Turkish central bank paving the way for rate cut, Nomura says
Turkey’s central bank is paving the way for a cut in interest rates, Nomura economist Inan Demir said, citing a more dovish statement by policymakers on Wednesday.
The central bank dropped a reference to maintaining tight monetary policy “until the inflation outlook displays a significant improvement”, meaning it may be gearing up to reduce the benchmark rate of 24 percent as early as July, Demir said in an e-mailed report.
“However, prospects for easing are very much “state dependent”, and ultimately we think it will be lira performance against substantial domestic and international political risks that will determine whether the Turkish central bank will find an opportunity to ease,” Demir said.
The central bank left its benchmark rate unchanged after a meeting of its Monetary Policy Committee on Wednesday. It had raised rates by 625 basis points to 24 percent in September to stave off a currency crisis brought on by a political crisis with the United States and concerns among investors about an overheating economy.
The government is now embroiled in a spat with the United States over its purchase of S-400 missiles from Russia, a deal that could prompt economic sanctions.
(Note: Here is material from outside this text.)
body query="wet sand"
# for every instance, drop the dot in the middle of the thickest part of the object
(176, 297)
A rerun of mayoral elections for Istanbul on June 23 is also causing political uncertainty.
The central bank may be forced to switch to a tightening bias on rates should the political backdrop deteriorate, Demir said.
Turkey’s central bank has kept rates on hold even as inflation slowed to 18.7 percent last month from 25.2 percent in October, which was the highest level in a decade and a half.
The lira dropped 0.4 percent to 5.83 per dollar at 12:30 p.m. local time in Istanbul on Thursday, taking losses this year to almost 10 percent. The currency weakened by 28 percent in 2018.